Uno scrittore serio sa che la conoscenza delle azioni umane comporta pietà verso il peccatore, questo sì, ma anche una necessaria inflessibilità nel giudizio sul peccato. Pensiamo al più grande libro sul terrorismo, che rende praticamente inutili tutti gli altri: I demoni di Dostoevskij. In questo romanzo, che tutti dovremmo leggere e rileggere, l’analisi del comportamento di alcuni personaggi fa emergere con evidenza l’orrore, la disumanità dei loro disegni. Per qualcuno di loro lo scrittore ha pietà, e ce li mostra impiccati, uccisi dal nulla di cui erano stati servitori. Altri, invece, scompaiono nel silenzio; il male ha consumato la loro umanità fino ad abolirla, così che non resta niente di cui avere pietà.

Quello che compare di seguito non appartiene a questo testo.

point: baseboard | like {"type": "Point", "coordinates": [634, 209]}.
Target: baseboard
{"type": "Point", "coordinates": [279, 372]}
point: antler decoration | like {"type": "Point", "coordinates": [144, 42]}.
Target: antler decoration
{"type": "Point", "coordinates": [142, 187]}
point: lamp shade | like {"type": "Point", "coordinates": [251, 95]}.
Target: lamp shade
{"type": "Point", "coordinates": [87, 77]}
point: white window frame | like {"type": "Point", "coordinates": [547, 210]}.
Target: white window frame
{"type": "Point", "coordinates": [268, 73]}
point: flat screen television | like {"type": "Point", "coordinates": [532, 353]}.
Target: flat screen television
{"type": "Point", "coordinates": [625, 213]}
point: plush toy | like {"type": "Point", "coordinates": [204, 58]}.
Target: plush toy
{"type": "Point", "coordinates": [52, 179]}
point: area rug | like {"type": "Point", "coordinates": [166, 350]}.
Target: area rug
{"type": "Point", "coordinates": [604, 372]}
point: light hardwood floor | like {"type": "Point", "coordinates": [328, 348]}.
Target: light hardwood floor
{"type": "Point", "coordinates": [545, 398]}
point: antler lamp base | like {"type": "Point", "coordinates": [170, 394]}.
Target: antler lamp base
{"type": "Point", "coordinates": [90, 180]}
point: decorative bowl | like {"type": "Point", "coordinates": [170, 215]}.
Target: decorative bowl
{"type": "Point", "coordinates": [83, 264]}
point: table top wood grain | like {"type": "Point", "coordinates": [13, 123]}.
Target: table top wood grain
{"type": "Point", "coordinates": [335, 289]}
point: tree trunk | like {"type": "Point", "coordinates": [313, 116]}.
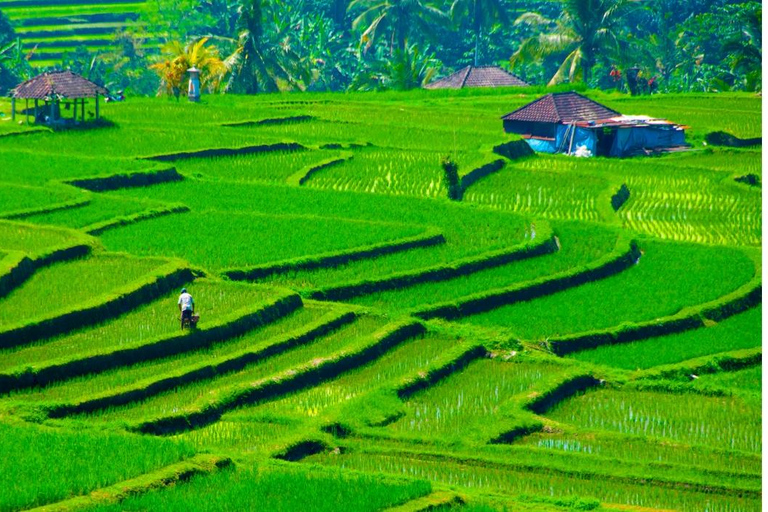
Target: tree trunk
{"type": "Point", "coordinates": [478, 28]}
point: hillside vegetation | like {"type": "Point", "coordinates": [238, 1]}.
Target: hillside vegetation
{"type": "Point", "coordinates": [364, 342]}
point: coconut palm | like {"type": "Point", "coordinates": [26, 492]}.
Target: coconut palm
{"type": "Point", "coordinates": [260, 65]}
{"type": "Point", "coordinates": [483, 13]}
{"type": "Point", "coordinates": [178, 58]}
{"type": "Point", "coordinates": [399, 17]}
{"type": "Point", "coordinates": [584, 30]}
{"type": "Point", "coordinates": [402, 71]}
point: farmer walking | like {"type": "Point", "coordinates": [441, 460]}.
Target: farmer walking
{"type": "Point", "coordinates": [186, 306]}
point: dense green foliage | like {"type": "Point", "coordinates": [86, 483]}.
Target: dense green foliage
{"type": "Point", "coordinates": [361, 45]}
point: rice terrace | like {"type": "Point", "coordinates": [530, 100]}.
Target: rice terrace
{"type": "Point", "coordinates": [398, 304]}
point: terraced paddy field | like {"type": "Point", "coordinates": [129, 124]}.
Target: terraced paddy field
{"type": "Point", "coordinates": [364, 343]}
{"type": "Point", "coordinates": [53, 29]}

Ma, a proposito di cultura dell’autogiustificazione. Diciamola tutta. Quando un maître-à-penser come Erri De Luca sostiene che abbiamo metabolizzato gli anni di piombo, cosa volete che ne esca se non un bel pacco di letteratura-trash? De Luca ha molti pregi, ma non quello di parlare chiaro. Che significa «metabolizzato»? In che senso possiamo metabolizzare mille morti, cento morti, un solo morto? Stiamo parlando di omicidi, di padri e figli strappati alla vita, di famiglie straziate e di una giustizia che, per loro, spesso non è mai arrivata.

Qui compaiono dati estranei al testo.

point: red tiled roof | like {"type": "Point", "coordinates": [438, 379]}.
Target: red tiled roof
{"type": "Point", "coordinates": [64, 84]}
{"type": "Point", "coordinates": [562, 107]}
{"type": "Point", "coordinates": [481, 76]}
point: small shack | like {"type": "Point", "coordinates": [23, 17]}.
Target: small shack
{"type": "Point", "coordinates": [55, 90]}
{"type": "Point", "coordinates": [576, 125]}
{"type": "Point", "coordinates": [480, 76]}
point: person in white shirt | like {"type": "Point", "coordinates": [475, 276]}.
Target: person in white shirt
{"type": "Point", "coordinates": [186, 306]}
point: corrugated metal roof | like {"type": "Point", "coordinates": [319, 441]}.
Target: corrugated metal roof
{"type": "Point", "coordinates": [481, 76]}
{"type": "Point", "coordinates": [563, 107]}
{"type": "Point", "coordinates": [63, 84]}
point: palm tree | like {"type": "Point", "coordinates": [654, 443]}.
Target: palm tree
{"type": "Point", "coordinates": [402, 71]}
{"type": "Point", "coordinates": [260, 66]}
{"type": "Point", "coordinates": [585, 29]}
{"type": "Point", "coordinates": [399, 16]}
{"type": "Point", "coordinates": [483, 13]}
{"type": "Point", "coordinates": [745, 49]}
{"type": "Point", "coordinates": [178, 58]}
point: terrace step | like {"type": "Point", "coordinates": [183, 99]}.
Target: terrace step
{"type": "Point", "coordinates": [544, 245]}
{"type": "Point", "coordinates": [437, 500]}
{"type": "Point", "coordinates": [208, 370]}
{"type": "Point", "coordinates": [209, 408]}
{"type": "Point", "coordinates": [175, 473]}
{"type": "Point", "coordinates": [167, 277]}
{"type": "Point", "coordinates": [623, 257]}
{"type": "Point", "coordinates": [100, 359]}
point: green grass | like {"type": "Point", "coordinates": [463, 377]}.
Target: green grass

Come si fa a metabolizzare una tragedia in cui non di rado la giustizia italiana ha, di fatto, premiato gli assassini e condannato le vittime?

È così che ci si autogiustifica. Confondendo l’azione del tempo con una specie di assoluzione: eravamo giovani, non capivamo, adesso ci rendiamo conto dei nostri errori, e bla bla bla. Dio mio, come si fa a non vomitare? Simili posizioni di partenza producono solo vagonate di cinismo e di opportunismo (oltre che di pessima letteratura, ma questo è il meno).

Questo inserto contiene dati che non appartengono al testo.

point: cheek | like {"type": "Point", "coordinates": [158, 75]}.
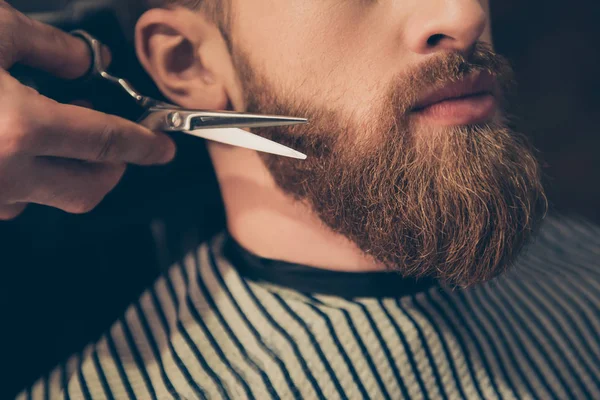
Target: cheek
{"type": "Point", "coordinates": [320, 51]}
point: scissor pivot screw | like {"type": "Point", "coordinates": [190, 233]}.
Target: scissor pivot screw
{"type": "Point", "coordinates": [175, 120]}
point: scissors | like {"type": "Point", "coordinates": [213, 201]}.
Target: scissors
{"type": "Point", "coordinates": [219, 126]}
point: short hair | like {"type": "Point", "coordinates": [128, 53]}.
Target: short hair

Per finire, due parole sulla storia. Quanta fretta di chiudere i conti. I saggi, i profili storici, le sintesi letterarie, gli sguardi d’insieme, i bilanci su questo o quel decennio si succedono senza posa. Si decidono i libri più importanti della settimana, del mese, dell’anno, del lustro. Quanta fretta di consegnare ai posteri la propria versione dei fatti, facendola passare come oggettiva, ponderata, equilibrata. Chi fa così, di norma ha qualcosa da nascondere.

Ma noi sappiamo che i libri veri devono ancora arrivare, che la storia aspetta un passo più in là, e che

raramente le bocce stanno ferme. E attendiamo con timore, ma anche con curiosità, il nuovo trauma, lo svuotarsi di certi palazzi e, finalmente, l’apertura dei troppi archivi che, qui da noi, continuano a restare ben chiusi.